Conversely how is the Fed supposed to manage inflation if it runs out of gold?

Gold is an industrial metal, also used in jewelry, not a financial panacea.


Now you know why so many countries want to leave the dollar system. There are no meaningful constraints on the supply of dollars.

Gold at least places real constraints on the growth of the money supply. Imperfect as it is, it’s better than a financial cabal in one country creating money to suit their needs irrespective of any other objective.


Right, that's why exactly one country, Zimbabwe, has a currency that is gold convertible.

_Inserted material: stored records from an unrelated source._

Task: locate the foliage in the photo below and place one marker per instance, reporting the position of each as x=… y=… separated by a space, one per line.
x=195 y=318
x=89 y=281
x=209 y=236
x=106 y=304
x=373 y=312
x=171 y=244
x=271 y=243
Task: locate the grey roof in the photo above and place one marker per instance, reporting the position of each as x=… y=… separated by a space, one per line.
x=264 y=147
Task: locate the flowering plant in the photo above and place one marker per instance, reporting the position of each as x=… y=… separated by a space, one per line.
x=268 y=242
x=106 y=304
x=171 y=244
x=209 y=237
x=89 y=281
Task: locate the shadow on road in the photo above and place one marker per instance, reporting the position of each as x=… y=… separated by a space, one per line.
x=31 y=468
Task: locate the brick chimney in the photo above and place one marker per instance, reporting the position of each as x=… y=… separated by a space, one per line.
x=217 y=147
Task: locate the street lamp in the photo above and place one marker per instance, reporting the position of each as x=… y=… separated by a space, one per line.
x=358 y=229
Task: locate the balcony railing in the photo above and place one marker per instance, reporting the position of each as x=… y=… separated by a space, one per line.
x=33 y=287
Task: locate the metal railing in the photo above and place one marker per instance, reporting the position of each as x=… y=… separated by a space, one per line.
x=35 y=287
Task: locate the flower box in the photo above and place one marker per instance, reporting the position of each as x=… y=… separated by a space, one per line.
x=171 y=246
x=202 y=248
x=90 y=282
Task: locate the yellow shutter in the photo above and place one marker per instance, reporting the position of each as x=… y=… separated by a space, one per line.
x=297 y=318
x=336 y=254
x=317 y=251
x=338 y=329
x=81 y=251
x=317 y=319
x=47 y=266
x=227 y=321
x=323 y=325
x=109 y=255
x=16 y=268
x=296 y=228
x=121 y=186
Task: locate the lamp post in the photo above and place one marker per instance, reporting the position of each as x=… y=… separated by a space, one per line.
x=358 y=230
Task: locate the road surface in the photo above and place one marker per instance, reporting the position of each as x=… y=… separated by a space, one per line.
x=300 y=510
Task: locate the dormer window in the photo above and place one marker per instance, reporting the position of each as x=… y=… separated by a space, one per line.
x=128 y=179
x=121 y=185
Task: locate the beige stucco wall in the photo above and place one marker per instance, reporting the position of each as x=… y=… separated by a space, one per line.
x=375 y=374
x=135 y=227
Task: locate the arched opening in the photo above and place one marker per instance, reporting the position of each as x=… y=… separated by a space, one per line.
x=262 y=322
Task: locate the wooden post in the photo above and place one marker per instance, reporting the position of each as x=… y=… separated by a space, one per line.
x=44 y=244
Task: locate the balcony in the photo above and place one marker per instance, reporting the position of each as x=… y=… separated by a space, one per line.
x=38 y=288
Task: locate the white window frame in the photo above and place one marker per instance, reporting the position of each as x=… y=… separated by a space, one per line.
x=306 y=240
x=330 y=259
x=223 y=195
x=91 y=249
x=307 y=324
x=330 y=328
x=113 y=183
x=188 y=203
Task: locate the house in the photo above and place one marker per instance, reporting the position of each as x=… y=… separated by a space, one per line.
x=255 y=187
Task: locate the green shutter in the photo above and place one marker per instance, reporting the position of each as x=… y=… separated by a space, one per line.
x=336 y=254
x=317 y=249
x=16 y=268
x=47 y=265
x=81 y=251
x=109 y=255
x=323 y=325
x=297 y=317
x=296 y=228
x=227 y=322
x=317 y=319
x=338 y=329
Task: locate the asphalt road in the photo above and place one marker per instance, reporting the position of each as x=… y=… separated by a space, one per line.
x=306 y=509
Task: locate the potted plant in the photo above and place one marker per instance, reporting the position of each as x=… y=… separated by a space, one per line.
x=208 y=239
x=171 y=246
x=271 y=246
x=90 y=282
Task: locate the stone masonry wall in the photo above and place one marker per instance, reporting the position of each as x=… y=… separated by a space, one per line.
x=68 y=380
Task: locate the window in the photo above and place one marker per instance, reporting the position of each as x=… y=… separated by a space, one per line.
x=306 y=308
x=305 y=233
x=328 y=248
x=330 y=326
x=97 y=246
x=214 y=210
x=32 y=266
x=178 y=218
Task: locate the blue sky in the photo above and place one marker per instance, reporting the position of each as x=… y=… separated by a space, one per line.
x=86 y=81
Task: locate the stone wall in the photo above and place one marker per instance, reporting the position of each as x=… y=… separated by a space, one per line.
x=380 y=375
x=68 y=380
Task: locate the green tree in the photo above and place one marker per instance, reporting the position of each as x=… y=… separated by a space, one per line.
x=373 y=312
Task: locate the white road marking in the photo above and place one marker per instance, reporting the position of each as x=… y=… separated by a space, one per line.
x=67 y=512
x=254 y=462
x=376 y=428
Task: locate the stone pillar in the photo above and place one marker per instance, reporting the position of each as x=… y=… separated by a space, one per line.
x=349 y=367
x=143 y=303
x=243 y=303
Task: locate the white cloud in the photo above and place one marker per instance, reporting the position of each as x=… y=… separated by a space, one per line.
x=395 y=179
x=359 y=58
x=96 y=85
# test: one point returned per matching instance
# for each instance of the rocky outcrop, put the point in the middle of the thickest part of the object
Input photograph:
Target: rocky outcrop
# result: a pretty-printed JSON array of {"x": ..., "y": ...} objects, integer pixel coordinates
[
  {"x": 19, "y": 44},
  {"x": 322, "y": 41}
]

Imagine if there was a gold which could be transferred across borders easily and completely securely within seconds, proof of holdings and ownership could be easily proven, and there was no future risk of gold supply shocks (eg gold asteroid hitting earth or alchemy becomes viable).

This sounds amazing! Is it also protected from being lost forever by trivial mistakes that are very common?

Yes, when managed by someone competent, just like Gold.

All the arguments against gold are completely bogus because there is nothing stopping the price of gold from climbing to meet the economic need. The price of gold was suppressed for a long time by institutions, but this active suppression is increasingly difficult to continue.

As for verification and transfer, that's what electronic shares are for, distributed across a few key physical asset holders.


Price of a commodity metal can do whatever they want without causing a big problem. It is just a resource allocation signal. However if you base your currency value on it suddenly you are forcing debtors into bankruptcies if the value shoots up. Credit relationships aka investments are what make an economy run and grow, not some arbitrary commodity price.

Debtors who roll their loans also go bankrupt when the fed raises interest rates. Rolling loans is par for the course for many capital intensive businesses. This is because in a low interest rate environment if you act prudently you’ll get outcompeted.

Fed interest rates don't fluctuate anywhere close to gold prices.

You're just so used to a debt fueled economy that you can't think of it being any other way. That is the problem though in that 99 times out of 100, debt goes rogue in a runaway sense and blows up the system. It is a time bom.

In essence, debt doesn't need saving from the system; it's the system that needs saving from debt.


An economy that can be debt based is going to out perform yours nine years out of 10

Sure, but it will be gone after a hundred years of compounded debt.

A system that lasts a hundred years before failing is a successful system. This reminds me of comments about bankrupt companies that made massive profits for 10 years, calling them failures. That's a success and the comment is sour grapes.